Possible problem with differential backups

  • Follow


Hi all,
I have a 170GB OLTP database that only processes INSERTs and SELECTs,
no UPDATEs or DELETEs. I add about 1.8GB of data every day, as
verified with my transaction log backups taken every 15 minutes. A
full database backup is created every Friday at 10PM and then
differential backups are created Sa, Su, Mo, Tu, We & Th at 10PM. The
problem I have is that the differential backup file from Saturday
night (the 1st one that is created) is always about 38GB. The
subsequent differential backups add about 1.8GB of data until I return
to Friday night and the process begins anew.

At first I thought that I had some job that was running between Friday
and Saturday, but I cannot find anything. Reviewing a SQL Profiler
trace for that 24 hour period actually showed that the weekend is the
slowest period of data ingestion. To test this I performed a full
database backup at 8AM on Friday morning and then waited 10 minutes to
perform a differential backup. The differential backup file was 8GB.

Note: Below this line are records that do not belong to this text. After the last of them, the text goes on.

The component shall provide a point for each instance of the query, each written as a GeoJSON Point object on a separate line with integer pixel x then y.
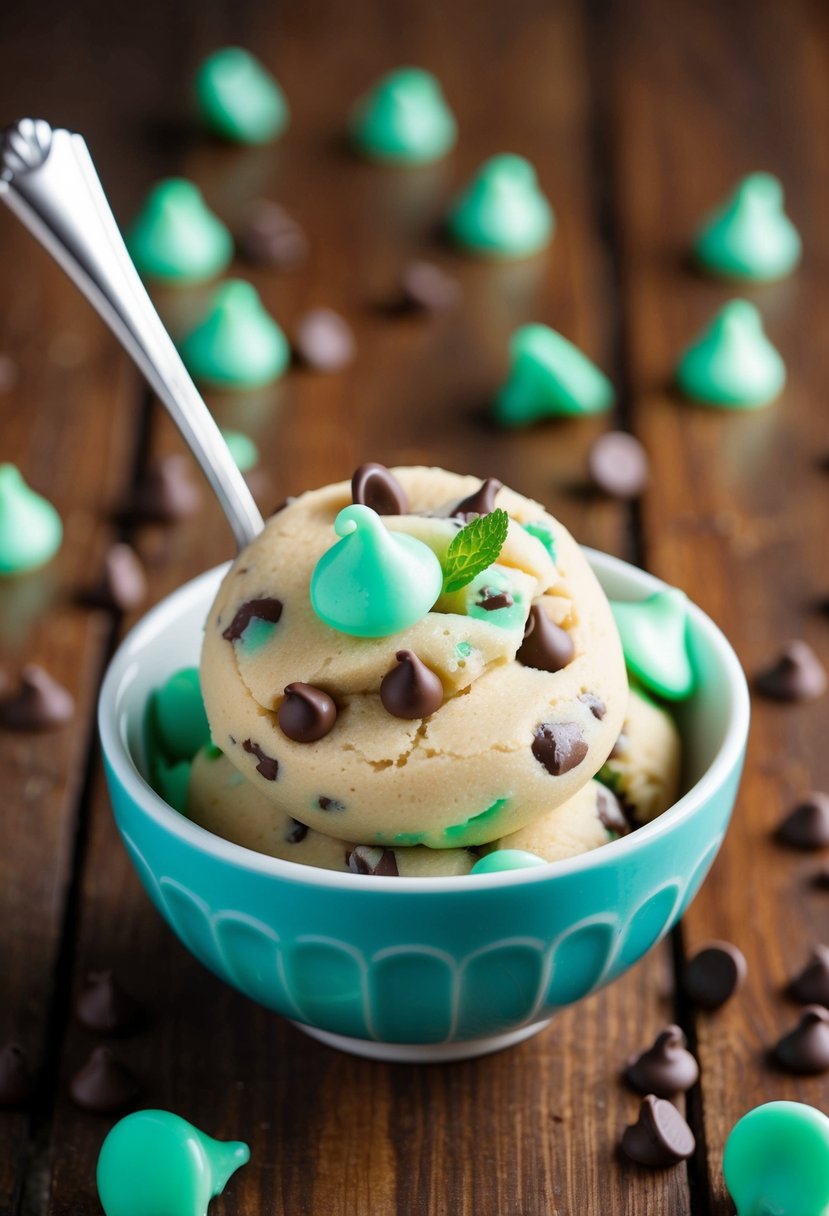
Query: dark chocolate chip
{"type": "Point", "coordinates": [306, 714]}
{"type": "Point", "coordinates": [480, 502]}
{"type": "Point", "coordinates": [660, 1136]}
{"type": "Point", "coordinates": [609, 810]}
{"type": "Point", "coordinates": [596, 705]}
{"type": "Point", "coordinates": [103, 1007]}
{"type": "Point", "coordinates": [411, 690]}
{"type": "Point", "coordinates": [269, 609]}
{"type": "Point", "coordinates": [103, 1085]}
{"type": "Point", "coordinates": [295, 832]}
{"type": "Point", "coordinates": [806, 1048]}
{"type": "Point", "coordinates": [124, 583]}
{"type": "Point", "coordinates": [714, 974]}
{"type": "Point", "coordinates": [666, 1068]}
{"type": "Point", "coordinates": [796, 675]}
{"type": "Point", "coordinates": [812, 985]}
{"type": "Point", "coordinates": [618, 465]}
{"type": "Point", "coordinates": [168, 491]}
{"type": "Point", "coordinates": [39, 704]}
{"type": "Point", "coordinates": [374, 487]}
{"type": "Point", "coordinates": [366, 860]}
{"type": "Point", "coordinates": [271, 237]}
{"type": "Point", "coordinates": [15, 1075]}
{"type": "Point", "coordinates": [427, 288]}
{"type": "Point", "coordinates": [546, 646]}
{"type": "Point", "coordinates": [268, 766]}
{"type": "Point", "coordinates": [807, 825]}
{"type": "Point", "coordinates": [325, 341]}
{"type": "Point", "coordinates": [559, 747]}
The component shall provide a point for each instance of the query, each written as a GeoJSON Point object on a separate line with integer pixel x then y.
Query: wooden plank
{"type": "Point", "coordinates": [733, 516]}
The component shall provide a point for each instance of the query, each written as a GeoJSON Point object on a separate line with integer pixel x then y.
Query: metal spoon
{"type": "Point", "coordinates": [49, 181]}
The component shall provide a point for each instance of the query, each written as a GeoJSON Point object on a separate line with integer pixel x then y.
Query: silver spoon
{"type": "Point", "coordinates": [49, 181]}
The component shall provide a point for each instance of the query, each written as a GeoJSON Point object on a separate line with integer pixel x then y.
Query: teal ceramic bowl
{"type": "Point", "coordinates": [421, 968]}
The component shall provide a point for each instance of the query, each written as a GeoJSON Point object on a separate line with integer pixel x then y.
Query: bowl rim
{"type": "Point", "coordinates": [118, 755]}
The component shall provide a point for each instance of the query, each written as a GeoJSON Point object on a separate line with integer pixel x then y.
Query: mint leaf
{"type": "Point", "coordinates": [474, 547]}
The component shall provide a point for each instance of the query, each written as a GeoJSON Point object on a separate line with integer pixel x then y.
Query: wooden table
{"type": "Point", "coordinates": [638, 117]}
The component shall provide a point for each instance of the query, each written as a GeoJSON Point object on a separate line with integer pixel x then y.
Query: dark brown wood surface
{"type": "Point", "coordinates": [638, 117]}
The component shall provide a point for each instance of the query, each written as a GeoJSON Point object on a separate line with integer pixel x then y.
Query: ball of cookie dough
{"type": "Point", "coordinates": [511, 739]}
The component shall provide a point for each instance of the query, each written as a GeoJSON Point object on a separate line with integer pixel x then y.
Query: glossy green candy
{"type": "Point", "coordinates": [238, 99]}
{"type": "Point", "coordinates": [237, 344]}
{"type": "Point", "coordinates": [732, 364]}
{"type": "Point", "coordinates": [777, 1161]}
{"type": "Point", "coordinates": [156, 1164]}
{"type": "Point", "coordinates": [750, 236]}
{"type": "Point", "coordinates": [502, 212]}
{"type": "Point", "coordinates": [176, 237]}
{"type": "Point", "coordinates": [404, 118]}
{"type": "Point", "coordinates": [373, 583]}
{"type": "Point", "coordinates": [654, 639]}
{"type": "Point", "coordinates": [548, 377]}
{"type": "Point", "coordinates": [30, 528]}
{"type": "Point", "coordinates": [506, 859]}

I opened a case with Microsoft and my tech has stuck with the solution
that this is normal and that I really must have 38GB worth of extent
changes on Saturday and that I must have had 8GB worth of extent
changes during my 10 minute test period. This just doesn't seem
correct to me.

He told me that the differential backup process only keeps track of
extent changes since the last full backup. I agree with this. However,
the example he used does not seem correct.

Given a database with ten extents, all marked as "0" at the time of
full backup/baseline:
0000000000

Let's say that three of those extents are changed to "1":
0001100100

the first differential backup will record those three changes.

Now if those two of the "1"s change back to "0"s:
0000000100

the next differential backup will be smaller that the previous one
because only one extent has been changed from the baseline. I disagree
with him. I believe that there have been five extent changes in total
and just because it happened to change back to the original data it
doesn't matter. I have not found any documentation supporting or
disproving this theory.

Can anyone provide some additional insight?

Thank you.
0
Reply JoshBond 9/8/2010 5:30:35 PM

JoshBond (joshsackett@gmail.com) writes:
> The problem I have is that the differential backup file from Saturday 
> night (the 1st one that is created) is always about 38GB. The subsequent
> differential backups add about 1.8GB of data until I return to Friday
> night and the process begins anew. 

The typical thing would be that you have a reindex job running in that
time frame. However:

> To test this I performed a full database backup at 8AM on Friday morning
> and then waited 10 minutes to perform a differential backup. The
> differential backup file was 8GB. 

I assume that you are not running reindexing jobs that time of day.

Anyway, just to make sure that I get this correctly.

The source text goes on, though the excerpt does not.